Re: Hostnames, IDNs, Punycode and Unicode Case Folding

Поиск
Список
Период
Сортировка
От Andrew Sullivan
Тема Re: Hostnames, IDNs, Punycode and Unicode Case Folding
Дата
Msg-id 20141230015309.GJ54847@crankycanuck.ca
обсуждение исходный текст
Ответ на Re: Hostnames, IDNs, Punycode and Unicode Case Folding  (Mike Cardwell <pgsql@lists.grepular.com>)
Список pgsql-general
On Tue, Dec 30, 2014 at 12:53:42AM +0000, Mike Cardwell wrote:
> > Hmm.  How did you get the original, then?
>
> The "original" in my case, is the hostname which the end user supplied.
> Essentially, when I display it back to them, I want to make sure it is
> displayed the same way that it was when they originally submitted it.
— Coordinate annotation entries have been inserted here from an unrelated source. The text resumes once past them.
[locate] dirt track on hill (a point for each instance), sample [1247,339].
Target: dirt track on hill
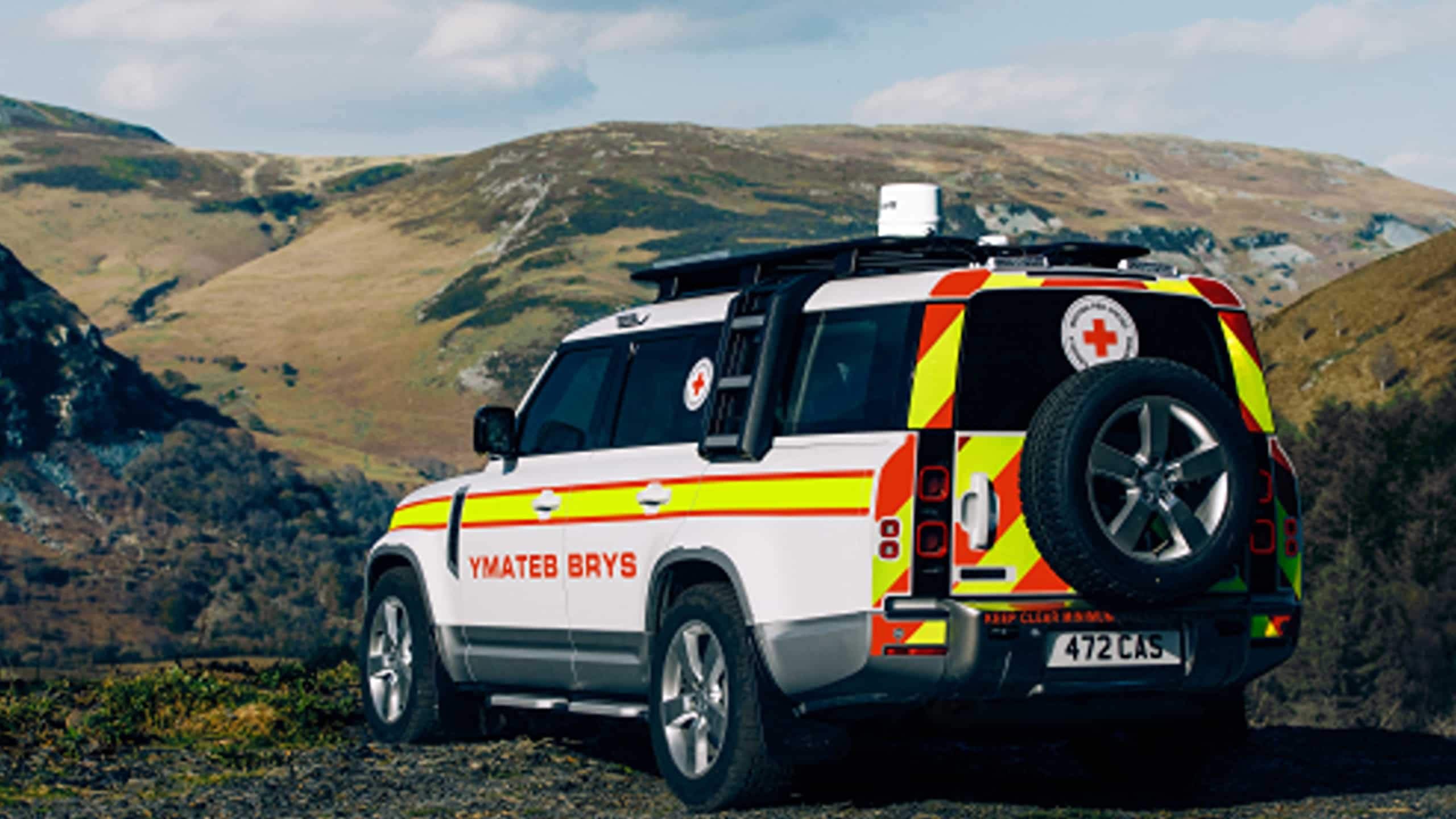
[1285,771]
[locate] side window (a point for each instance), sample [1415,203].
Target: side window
[654,401]
[560,417]
[851,374]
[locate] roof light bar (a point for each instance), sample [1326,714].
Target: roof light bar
[1148,266]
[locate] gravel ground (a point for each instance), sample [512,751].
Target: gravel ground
[1283,771]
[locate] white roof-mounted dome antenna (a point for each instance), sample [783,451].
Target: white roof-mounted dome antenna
[909,209]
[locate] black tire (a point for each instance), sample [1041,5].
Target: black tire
[427,687]
[1173,755]
[744,771]
[1069,512]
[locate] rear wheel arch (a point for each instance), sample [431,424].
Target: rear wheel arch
[682,569]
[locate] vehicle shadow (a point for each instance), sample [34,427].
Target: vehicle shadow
[1276,764]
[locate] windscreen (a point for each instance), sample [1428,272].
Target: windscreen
[1014,356]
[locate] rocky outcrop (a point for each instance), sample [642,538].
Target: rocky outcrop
[60,381]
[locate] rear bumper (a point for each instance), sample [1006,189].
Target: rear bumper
[991,652]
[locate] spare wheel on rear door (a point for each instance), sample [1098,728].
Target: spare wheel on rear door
[1138,481]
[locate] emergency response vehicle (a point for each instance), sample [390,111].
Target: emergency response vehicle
[1037,484]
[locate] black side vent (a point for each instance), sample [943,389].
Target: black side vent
[453,532]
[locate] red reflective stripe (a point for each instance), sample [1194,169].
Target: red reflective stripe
[1008,490]
[960,283]
[1216,292]
[414,503]
[1041,579]
[938,318]
[896,480]
[1250,421]
[1114,283]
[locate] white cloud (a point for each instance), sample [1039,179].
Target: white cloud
[178,21]
[1023,97]
[1429,168]
[1152,79]
[1359,31]
[139,85]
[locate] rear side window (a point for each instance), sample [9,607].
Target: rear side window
[561,416]
[851,372]
[1012,354]
[654,410]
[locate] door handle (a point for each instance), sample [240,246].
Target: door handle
[653,498]
[547,503]
[981,512]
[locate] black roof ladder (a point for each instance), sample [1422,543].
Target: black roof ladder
[753,354]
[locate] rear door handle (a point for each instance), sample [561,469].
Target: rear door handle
[547,503]
[653,498]
[981,512]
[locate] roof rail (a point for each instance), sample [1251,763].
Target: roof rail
[878,255]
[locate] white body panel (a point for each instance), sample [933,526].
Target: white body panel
[614,599]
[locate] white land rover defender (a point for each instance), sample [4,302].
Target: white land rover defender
[813,484]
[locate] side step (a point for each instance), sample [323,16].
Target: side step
[557,703]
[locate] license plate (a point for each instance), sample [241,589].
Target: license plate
[1100,649]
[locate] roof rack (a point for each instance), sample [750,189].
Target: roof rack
[877,255]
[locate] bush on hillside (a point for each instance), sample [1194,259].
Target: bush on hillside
[1378,644]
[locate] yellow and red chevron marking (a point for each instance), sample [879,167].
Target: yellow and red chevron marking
[999,458]
[769,494]
[932,401]
[965,283]
[895,500]
[1248,372]
[884,631]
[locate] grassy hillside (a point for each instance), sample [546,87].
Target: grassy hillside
[353,311]
[408,304]
[1387,327]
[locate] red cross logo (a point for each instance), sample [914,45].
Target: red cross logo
[1100,337]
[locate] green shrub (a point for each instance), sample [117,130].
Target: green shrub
[370,177]
[81,177]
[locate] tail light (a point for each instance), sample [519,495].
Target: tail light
[931,540]
[935,484]
[1261,540]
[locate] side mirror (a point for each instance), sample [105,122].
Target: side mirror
[495,432]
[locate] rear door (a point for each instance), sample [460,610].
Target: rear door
[1015,349]
[511,566]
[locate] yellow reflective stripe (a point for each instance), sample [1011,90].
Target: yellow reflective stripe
[1015,548]
[621,502]
[803,494]
[931,631]
[886,572]
[430,514]
[514,507]
[1250,381]
[935,375]
[1174,286]
[987,454]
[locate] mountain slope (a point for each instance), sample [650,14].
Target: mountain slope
[1389,325]
[133,522]
[24,114]
[410,304]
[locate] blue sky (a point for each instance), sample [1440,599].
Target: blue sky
[1368,79]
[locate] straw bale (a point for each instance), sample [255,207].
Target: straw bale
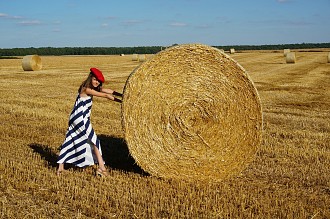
[135,57]
[290,57]
[191,112]
[31,63]
[285,52]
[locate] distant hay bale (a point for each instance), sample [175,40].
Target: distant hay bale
[142,58]
[191,112]
[31,63]
[135,57]
[285,52]
[290,57]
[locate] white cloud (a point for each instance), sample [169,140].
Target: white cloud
[178,24]
[29,23]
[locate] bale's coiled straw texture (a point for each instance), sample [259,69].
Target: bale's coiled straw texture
[31,63]
[290,57]
[191,112]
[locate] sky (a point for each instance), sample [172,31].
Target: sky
[125,23]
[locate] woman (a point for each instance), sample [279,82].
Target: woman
[81,146]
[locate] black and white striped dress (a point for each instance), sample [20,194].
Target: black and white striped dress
[77,147]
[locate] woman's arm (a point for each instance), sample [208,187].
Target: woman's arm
[109,91]
[92,92]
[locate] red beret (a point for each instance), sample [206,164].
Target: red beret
[98,74]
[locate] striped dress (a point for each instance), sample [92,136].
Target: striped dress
[80,137]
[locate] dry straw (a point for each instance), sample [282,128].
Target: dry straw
[290,57]
[191,112]
[31,63]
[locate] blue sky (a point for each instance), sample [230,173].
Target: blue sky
[116,23]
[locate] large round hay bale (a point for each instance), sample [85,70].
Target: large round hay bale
[31,63]
[290,57]
[191,112]
[285,52]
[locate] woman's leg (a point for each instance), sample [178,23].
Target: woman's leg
[100,160]
[60,168]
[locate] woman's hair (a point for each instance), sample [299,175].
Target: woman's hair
[88,84]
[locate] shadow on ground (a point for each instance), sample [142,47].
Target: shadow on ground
[114,151]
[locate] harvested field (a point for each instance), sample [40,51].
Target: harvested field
[289,177]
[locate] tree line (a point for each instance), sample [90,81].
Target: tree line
[141,49]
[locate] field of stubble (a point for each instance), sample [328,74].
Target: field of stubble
[289,177]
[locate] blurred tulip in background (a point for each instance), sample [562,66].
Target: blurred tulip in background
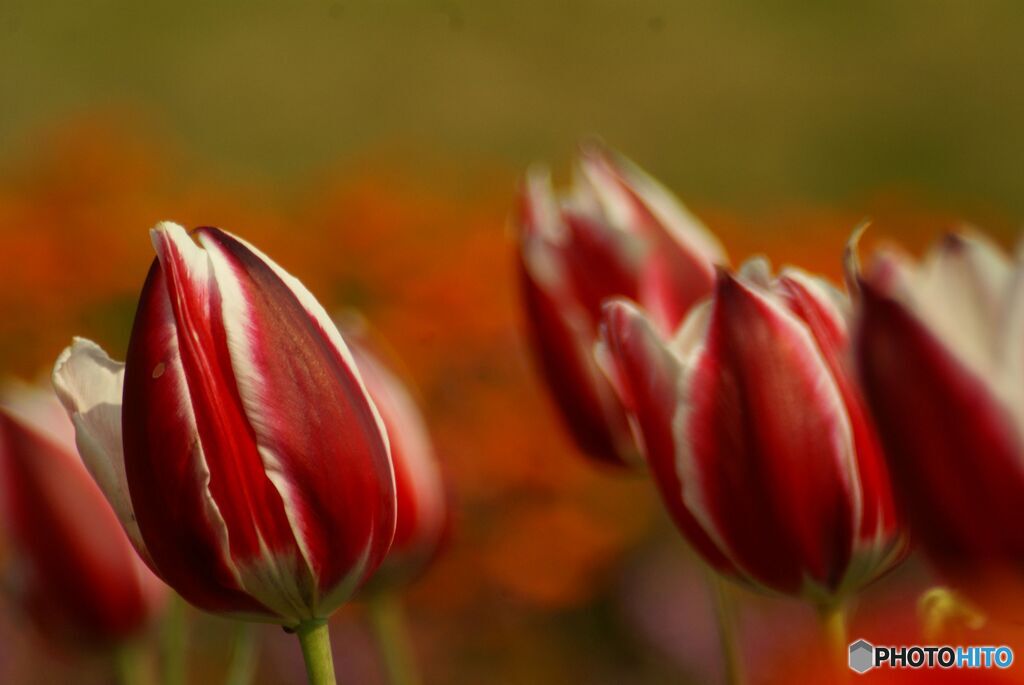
[617,231]
[71,569]
[757,435]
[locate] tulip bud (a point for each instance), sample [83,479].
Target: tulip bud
[72,569]
[238,442]
[422,512]
[617,232]
[941,357]
[757,436]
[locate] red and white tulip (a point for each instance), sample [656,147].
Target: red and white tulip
[422,513]
[940,348]
[757,435]
[71,568]
[616,232]
[238,442]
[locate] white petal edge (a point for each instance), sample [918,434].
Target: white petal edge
[89,385]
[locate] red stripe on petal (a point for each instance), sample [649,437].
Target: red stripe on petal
[827,325]
[163,462]
[313,421]
[647,378]
[953,450]
[770,442]
[83,579]
[584,397]
[248,501]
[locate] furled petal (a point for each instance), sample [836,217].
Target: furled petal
[89,385]
[330,467]
[823,311]
[766,440]
[562,330]
[180,424]
[647,377]
[680,255]
[584,396]
[952,445]
[82,580]
[422,507]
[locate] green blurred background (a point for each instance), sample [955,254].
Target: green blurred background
[748,104]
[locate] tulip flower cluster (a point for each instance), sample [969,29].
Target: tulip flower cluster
[790,428]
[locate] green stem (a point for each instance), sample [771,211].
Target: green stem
[315,642]
[243,666]
[173,640]
[725,610]
[130,665]
[392,640]
[834,629]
Ah.  This gets even better™ for you, then, because whereas in IDNA2003
you can pass it an old fashioned LDH name (letter, digit, hypen),
IDNA2008 treats those as _outside_ the spec.  So basically, you first
have to get a label and determine whether it is LDH or not (you can do
this by checking for any octet outside the LDH range) and then you can
decide which way to process it.  In IDNA2003, the punycode output from
an LDH label turns out always to be the LDH label.  The reason for
this is that you're supposed to validate that a U-label is really a
U-label before registering in IDNA2008, and lots of perfectly good LDH
labels (like EXAMPLE) are not valid under IDNA2008 because of upper
case.

(If by now you think that maybe it's time for this DNS thing to get
replaced, you have company.)

> I was unaware of the different versions of IDNA. I basically started using
> the Perl module IDNA::Punycode in my project and assumed that this was the
> only type. Seems like I need to do some more reading.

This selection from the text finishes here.